429 CPP per la procedura d’appello.
4. Gli oneri
processuali d’appello, consistenti in:
- tassa di giustizia fr. 800.-
- altri disborsi fr. 200.-
fr. 1'000.-
sono posti a carico di AP 1.
5. Intimazione a:
6. Comunicazione a:
- Pretura
penale, 6501 Bellinzona
- Comando della
Polizia cantonale, 6500 Bellinzona
- Ministero
pubblico SERCO, 6501 Bellinzona
- Ufficio del
Giudice dei provvedimenti coercitivi, 6900 Lugano
Per la Corte di appello e di revisione penale
La presidente La
segretaria
Rimedi giuridici
Contro decisioni finali, contro decisioni parziali,
contro decisioni pregiudiziali e incidentali sulla competenza e la ricusazione
e contro altre decisioni pregiudiziali e incidentali (art. 90 a 93 LTF) è dato, entro trenta giorni dalla notificazione del testo integrale della decisione
(art. 100 cpv. 1 LTF), il ricorso in materia penale al Tribunale federale, 1000
Losanna 14, per i motivi previsti dagli art. 95 a 98 LTF (art. 78 LTF).
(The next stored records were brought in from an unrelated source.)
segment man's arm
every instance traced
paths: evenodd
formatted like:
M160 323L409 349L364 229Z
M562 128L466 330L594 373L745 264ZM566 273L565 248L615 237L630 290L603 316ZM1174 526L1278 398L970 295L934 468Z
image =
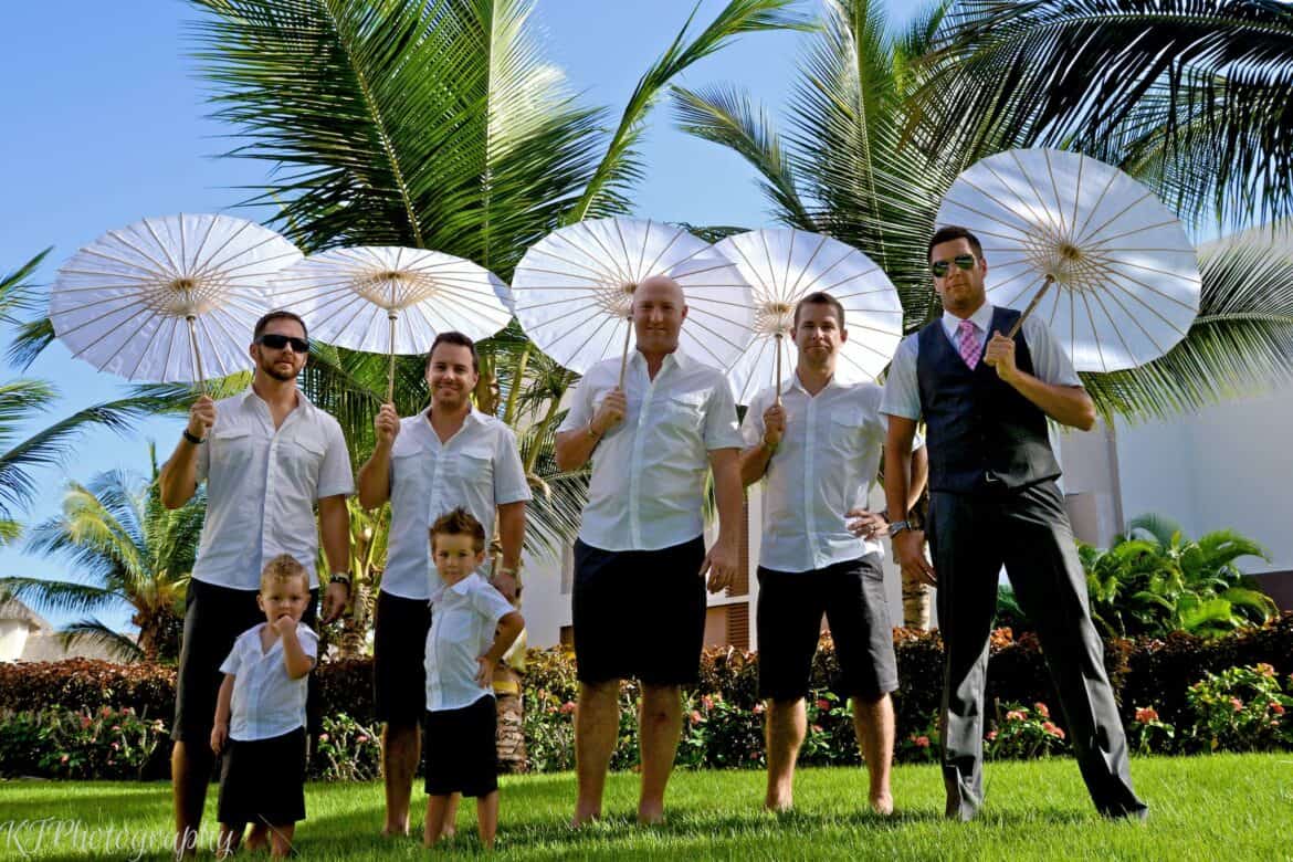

La legittimazione a ricorrere è disciplinata dall'art. 81 LTF. Laddove non
sia ammissibile il ricorso in materia penale è dato, entro lo stesso termine,
il ricorso sussidiario in materia costituzionale al Tribunale federale per i
motivi previsti dall’art. 116 LTF (art. 113 LTF). La legittimazione a ricorrere
è disciplinata in tal caso dall’art.115 LTF.